A former Indiana high school student is asking the Supreme Court to take up a case involving an anti-abortion flyer and student free speech rights in public schools. Attorneys want the high court to clarify Hazelwood v. Kuhlmeier (1988), a 38-year-old ruling that gave schools the ability to restrict speech occurring within a “school-sponsored expressive activity,” as long as the restriction is reasonably related to a legitimate educational concern.
Hazelwood allows schools more control over speech than the standard established under the 1969 case Tinker v. Des Moines Independent Community School District. That standard applies to most other student speech and says public schools can only restrict speech if they can show it will cause a substantial disruption or material interference with school activities or invade others’ rights.
The Indiana student, identified in the lawsuit as E.D., argues that Tinker, not Hazelwood, should apply in her case because her speech occurred in the context of an after-school club, not as part of a class.
In 2021, E.D. started a chapter of Students for Life of America at Noblesville High School and wanted to advertise the club’s first meeting with flyers. E.D. used a template disseminated by the national organization, which included pictures of students holding signs that read “Defund Planned Parenthood” and “I Am the Pro-Life Generation.”
School officials rejected the flyers and told E.D. to post ones with only the meeting information to comply with the school’s “unofficial custom” for wall postings, saying the inclusion of the photos, alongside information about the club’s meeting location and time, made the flyers political in nature.
In 2022, E.D. and her parents sued the school district, saying it violated her rights under the First Amendment and the Equal Access Act. Two lower courts held that the club’s flyers could be viewed as content endorsed by the school and applied the more school-friendly Hazelwood standard.

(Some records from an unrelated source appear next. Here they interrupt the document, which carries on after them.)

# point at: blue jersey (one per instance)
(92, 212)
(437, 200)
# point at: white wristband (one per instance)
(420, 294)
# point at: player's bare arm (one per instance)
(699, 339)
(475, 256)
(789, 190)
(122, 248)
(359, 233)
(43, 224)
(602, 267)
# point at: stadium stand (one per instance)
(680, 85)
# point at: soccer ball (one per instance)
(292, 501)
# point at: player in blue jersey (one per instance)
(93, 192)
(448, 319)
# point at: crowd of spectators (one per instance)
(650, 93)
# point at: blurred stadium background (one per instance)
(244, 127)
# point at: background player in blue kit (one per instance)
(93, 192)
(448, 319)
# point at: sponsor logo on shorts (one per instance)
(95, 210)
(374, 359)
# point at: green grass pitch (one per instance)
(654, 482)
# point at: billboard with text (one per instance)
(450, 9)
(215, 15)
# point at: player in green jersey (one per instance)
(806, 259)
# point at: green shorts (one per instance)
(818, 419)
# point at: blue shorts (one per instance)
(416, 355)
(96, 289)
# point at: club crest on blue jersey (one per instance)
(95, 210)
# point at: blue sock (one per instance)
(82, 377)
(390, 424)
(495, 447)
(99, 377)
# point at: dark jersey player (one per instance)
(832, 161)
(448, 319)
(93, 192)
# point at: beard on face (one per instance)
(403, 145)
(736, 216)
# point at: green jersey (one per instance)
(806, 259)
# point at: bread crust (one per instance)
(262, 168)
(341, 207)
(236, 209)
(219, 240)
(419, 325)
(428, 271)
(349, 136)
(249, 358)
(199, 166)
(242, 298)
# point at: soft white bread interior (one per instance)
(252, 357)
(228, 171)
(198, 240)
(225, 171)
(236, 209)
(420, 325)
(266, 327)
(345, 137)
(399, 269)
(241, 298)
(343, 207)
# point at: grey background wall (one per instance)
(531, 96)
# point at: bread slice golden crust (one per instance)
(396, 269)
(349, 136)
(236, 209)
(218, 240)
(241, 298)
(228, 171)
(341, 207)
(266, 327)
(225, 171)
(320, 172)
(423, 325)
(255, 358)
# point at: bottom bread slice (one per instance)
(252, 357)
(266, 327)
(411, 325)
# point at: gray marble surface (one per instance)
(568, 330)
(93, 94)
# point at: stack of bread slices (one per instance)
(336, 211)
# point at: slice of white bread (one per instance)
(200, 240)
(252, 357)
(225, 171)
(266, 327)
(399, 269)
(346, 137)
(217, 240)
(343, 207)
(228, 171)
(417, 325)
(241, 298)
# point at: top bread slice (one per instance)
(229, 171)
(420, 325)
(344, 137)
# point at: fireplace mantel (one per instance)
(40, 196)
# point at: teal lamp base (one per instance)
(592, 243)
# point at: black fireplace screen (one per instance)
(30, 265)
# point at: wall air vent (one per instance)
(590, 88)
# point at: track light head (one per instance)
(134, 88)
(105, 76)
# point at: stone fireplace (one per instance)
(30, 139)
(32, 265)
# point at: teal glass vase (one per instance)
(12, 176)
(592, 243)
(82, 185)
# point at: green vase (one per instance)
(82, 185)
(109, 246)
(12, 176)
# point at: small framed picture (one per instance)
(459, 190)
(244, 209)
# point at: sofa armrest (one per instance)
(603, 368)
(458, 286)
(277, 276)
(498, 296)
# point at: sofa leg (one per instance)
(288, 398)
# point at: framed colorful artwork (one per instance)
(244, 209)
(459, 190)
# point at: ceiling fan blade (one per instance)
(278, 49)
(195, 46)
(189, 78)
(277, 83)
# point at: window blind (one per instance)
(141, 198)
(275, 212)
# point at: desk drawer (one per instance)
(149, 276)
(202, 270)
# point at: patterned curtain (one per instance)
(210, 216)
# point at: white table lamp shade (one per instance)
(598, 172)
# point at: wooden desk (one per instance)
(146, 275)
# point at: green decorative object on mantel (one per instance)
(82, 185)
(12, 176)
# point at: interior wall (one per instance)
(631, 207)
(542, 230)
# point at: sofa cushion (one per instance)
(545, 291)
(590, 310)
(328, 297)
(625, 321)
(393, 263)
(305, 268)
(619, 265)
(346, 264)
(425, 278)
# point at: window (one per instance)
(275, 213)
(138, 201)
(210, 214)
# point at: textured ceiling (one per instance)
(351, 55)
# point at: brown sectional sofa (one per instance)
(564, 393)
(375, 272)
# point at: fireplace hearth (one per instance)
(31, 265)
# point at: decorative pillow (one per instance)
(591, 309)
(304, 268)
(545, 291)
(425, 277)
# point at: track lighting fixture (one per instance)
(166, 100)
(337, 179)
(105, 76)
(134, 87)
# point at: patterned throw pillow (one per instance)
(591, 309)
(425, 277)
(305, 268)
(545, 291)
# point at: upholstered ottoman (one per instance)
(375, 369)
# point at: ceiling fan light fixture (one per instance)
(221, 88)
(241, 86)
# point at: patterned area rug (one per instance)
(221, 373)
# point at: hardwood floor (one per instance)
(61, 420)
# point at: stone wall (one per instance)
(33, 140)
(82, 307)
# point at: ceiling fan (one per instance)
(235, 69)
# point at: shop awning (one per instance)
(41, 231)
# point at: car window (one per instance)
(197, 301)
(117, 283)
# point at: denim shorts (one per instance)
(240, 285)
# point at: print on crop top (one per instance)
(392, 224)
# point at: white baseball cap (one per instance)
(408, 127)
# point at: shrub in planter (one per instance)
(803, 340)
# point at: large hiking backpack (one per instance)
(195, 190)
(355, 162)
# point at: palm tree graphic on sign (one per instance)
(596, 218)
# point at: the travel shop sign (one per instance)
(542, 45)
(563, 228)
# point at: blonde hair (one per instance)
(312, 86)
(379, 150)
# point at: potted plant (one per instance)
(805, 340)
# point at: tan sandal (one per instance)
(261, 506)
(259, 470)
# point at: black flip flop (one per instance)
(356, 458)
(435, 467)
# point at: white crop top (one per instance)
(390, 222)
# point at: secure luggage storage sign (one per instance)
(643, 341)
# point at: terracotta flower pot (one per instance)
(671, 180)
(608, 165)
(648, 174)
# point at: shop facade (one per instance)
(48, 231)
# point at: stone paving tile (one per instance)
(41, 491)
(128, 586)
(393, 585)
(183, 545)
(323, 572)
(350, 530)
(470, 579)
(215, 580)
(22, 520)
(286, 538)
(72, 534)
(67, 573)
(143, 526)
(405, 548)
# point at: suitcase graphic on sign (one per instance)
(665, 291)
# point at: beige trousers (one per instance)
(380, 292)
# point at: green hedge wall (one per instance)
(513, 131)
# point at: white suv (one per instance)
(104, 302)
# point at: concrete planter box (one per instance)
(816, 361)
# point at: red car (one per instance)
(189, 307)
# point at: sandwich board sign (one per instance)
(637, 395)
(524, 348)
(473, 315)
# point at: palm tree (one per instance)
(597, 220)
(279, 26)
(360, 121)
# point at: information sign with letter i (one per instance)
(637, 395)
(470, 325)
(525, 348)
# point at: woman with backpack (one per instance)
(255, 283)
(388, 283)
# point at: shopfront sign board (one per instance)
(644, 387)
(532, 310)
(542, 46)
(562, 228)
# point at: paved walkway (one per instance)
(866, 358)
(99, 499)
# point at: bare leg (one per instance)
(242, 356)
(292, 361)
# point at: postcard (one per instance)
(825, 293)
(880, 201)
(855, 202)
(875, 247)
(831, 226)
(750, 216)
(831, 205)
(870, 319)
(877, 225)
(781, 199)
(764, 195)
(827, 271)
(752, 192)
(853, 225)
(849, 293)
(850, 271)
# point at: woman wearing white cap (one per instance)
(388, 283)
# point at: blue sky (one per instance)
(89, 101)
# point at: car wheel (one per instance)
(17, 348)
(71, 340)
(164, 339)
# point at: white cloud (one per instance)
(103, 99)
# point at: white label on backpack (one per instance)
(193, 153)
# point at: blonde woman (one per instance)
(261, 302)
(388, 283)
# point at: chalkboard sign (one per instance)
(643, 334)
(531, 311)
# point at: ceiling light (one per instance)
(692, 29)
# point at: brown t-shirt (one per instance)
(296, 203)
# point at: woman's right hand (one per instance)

E.D.’s lawyers say the Hazelwood decision has “produced a patchwork of constitutional protections,” meaning E.D.’s case could have a different outcome depending on how a court is interpreting the precedent. They noted there are three interpretations of Hazelwood: One says it applies whenever an outside observer might think the school endorses the speech in question. The second says it applies only to school-organized activities, including after-school clubs. The third says it applies only to speech occurring within the classroom and curriculum.
E.D.’s petition asks the Supreme Court to clarify this “deep, longstanding circuit split” and further argues that the court should adopt the third (and most speech-protective) interpretation.